Vous comprenez également ainsi que le voyage rejoint des thèmes critiques qui me sont chers, sur l'importance du mouvement, du flux, du changement; l'incertitude, le caprice, l'évasion. Evidemment, La Horde du Contrevent de Damasio n'est jamais très loin. Ca renvoie également à toute conception de l'opposition entre sédentaires bourgeois et voyageurs libres : voir la mise en chanson des Oiseaux de passage de Richepin, par Brassens, ou encore un poème comme Grotesques de Verlaine.
C'est un défi aussi que je relève, puisque, comme me l'avait fait remarquer Sylvain lorsque j'ai commencé à lui parler de Monostatos, parler du voyage en jeu de rôle est toujours difficile si on cède à la facilité de le réduire à une série d'événements ponctuels, alors que toute la puissance fertilisante du voyage vient de ces temps longs passés à voir le paysage changer doucement, à lutter contre soi-même dans l'effort physique ou l'ennui du transport, à rêver et à s'épanouir dans ce long changement. Et cette expérience-là du voyage est difficile à rendre parce qu'une partie de jdr qui ne peut pas durer plus de 3/4 heures. [J'avais pensé un moment faire du jeu de rôle en randonnée justement pour cela, mais ça pose des problèmes d'organisation assez pénibles, surtout quand on habite Paris...]
Système
Maintenant que cette vision est éclaircie, la question la plus difficile: comment réaliser cette vision à travers le système ? Je vais le faire dans l'ordre chronologique de jeu, pour rendre mon idée aussi claire que possible.
En quête d'horizons se jouent de 2 à 4 participants.
La première chose à faire (après s'être réuni, avoir discuté, mangé un bout, but du thé et tout ce genre de choses) est de choisir ensemble un certain nombre de caractéristiques de la partie. Il faut d'abord déterminer quel sera le thème général de la partie (comme le paradigme dans Prosopopée pour fertiliser la parole); là je manque un peu d'un cadre pour décider quels thèmes peuvent en faire partie et lesquels ne peuvent pas, mais voici quelques idées que j'aimerais tester: la religion, Terra Incognita, routes commerciales, empires écroulés, l'Orient.

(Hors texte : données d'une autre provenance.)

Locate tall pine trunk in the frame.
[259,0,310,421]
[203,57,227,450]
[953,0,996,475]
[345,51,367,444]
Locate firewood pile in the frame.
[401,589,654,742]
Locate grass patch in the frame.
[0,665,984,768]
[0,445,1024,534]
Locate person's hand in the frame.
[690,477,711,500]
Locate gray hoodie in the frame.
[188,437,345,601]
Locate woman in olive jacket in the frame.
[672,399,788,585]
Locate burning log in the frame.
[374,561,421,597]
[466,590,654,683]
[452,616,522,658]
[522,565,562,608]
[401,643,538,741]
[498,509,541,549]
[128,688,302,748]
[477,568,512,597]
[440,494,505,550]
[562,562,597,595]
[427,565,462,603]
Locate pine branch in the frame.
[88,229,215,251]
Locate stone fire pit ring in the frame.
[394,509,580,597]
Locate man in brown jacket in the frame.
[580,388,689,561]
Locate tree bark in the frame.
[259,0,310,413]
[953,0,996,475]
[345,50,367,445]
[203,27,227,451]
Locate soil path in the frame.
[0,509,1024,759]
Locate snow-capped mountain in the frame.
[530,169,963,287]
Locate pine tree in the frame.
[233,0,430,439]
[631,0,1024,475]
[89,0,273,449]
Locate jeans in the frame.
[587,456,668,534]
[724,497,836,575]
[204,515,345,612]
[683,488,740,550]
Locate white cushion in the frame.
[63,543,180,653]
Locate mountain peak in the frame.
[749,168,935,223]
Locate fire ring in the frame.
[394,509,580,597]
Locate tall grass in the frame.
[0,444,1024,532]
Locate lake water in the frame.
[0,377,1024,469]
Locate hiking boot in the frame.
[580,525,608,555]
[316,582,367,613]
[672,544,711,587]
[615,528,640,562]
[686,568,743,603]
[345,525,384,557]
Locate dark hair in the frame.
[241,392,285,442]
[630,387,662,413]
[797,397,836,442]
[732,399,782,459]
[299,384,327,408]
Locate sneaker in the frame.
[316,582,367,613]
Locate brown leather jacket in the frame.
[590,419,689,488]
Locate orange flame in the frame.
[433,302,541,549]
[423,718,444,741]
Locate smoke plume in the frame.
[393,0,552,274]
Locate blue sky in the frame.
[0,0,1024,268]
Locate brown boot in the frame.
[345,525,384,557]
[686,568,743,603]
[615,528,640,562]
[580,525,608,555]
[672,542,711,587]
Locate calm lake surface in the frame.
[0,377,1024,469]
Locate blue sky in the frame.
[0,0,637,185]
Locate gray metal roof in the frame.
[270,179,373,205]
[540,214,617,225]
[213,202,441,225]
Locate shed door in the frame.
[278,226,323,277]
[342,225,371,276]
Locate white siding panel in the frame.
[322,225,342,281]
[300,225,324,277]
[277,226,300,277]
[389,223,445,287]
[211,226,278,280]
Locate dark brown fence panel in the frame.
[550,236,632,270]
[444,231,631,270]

Puis il faut déterminer dans quel "univers" on joue, c'est-à-dire où les personnages pourront intervenir. Je recommande de commencer par notre monde, qui est largement suffisamment riche, mais n'importe quel autre univers (fantasy, SF, ou autre canon esthétique) est possible. Même un univers relativement petit est possible, tant qu'il est suffisamment riche pour chaque participant (je pense à la ville de Strasbourg par exemple, pas une très grande ville, mais riche de plus de 2000 ans d'histoire); un voyage n'a pas besoin d'être très lointain. Il doit aussi être possible que les voyageurs évoluent dans des univers séparés mais qui se croisent (par exemple, un voyageur dans le monde des morts ou des rêves et un autre dans le monde "réel") mais on va attendre un peu avant ce genre d'expérimentations.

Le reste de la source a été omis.